Fritz Langs politisches Erbe: Wie seine Filme die Weimarer Republik vor dem Abgrund warnten
Lara KellerFritz Langs politisches Erbe: Wie seine Filme die Weimarer Republik vor dem Abgrund warnten
Öffentlicher Vortrag: Das politische Erbe von Fritz Lang
Am Donnerstag, dem 26. März, um 19 Uhr findet in der Volkshochschule Essen nahe dem Burgplatz ein kostenloser öffentlicher Vortrag zum politischen Vermächtnis des Filmemachers Fritz Lang statt. Die Veranstaltung fällt mit dem 50. Todestag des Regisseurs zusammen.

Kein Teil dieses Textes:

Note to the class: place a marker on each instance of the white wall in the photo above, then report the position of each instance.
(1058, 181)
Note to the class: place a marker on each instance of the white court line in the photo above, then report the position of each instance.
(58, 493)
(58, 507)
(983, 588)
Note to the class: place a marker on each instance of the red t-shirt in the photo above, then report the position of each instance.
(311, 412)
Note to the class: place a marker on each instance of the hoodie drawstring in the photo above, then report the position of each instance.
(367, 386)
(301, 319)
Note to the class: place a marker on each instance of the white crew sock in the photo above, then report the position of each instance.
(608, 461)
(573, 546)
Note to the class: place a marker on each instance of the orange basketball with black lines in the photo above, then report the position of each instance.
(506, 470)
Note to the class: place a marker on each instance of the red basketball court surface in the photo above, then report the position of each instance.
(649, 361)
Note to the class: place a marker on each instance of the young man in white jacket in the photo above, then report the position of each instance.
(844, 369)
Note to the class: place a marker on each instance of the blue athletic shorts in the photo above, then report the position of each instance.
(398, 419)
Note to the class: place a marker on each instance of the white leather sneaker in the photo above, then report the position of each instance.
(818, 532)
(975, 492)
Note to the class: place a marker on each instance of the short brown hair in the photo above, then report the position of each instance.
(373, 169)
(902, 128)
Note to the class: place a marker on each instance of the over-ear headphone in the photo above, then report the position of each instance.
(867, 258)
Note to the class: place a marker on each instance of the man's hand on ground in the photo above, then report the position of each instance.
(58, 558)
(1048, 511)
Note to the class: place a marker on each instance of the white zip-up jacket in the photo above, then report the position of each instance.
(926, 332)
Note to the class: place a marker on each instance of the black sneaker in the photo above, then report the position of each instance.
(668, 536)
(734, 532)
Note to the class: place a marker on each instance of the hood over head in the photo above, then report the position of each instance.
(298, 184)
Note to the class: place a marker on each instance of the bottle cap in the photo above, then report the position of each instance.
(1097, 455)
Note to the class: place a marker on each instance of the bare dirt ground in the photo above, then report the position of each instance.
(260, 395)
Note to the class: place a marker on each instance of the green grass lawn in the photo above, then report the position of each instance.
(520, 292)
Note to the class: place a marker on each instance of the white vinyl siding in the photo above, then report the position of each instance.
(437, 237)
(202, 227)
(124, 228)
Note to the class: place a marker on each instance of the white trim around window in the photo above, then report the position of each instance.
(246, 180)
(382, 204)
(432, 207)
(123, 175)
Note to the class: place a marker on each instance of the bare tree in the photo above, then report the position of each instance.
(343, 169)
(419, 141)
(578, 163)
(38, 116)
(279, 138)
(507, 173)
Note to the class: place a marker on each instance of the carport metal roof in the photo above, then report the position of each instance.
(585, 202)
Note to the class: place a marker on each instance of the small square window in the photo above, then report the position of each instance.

Der Historiker und Soziologe Torsten Reters wird die Diskussion leiten und aufzeigen, wie Langs Filme aus der Weimarer Republik den aufkommenden Autoritarismus nicht nur widerspiegelten, sondern auch vor ihm warnten.
Langs Werke der 1920er- und frühen 1930er-Jahre, darunter die Klassiker "Metropolis" und "M – Eine Stadt sucht einen Mörder", setzten Maßstäbe, indem sie urbane Thriller mit scharfer Gesellschaftskritik verbanden. Seine Filme entlarvten bereits vor der Machtübernahme der Nationalsozialisten Medienhysterie, öffentliche Ängste und die Verlockung von Kontrolle. Die "Dr.-Mabuse"-Reihe und "M" thematisierten Gerechtigkeit, Moral und die abgründigen Seiten der menschlichen Natur – und boten damit eine unheimliche Vorahnung der kommenden politischen Umbrüche.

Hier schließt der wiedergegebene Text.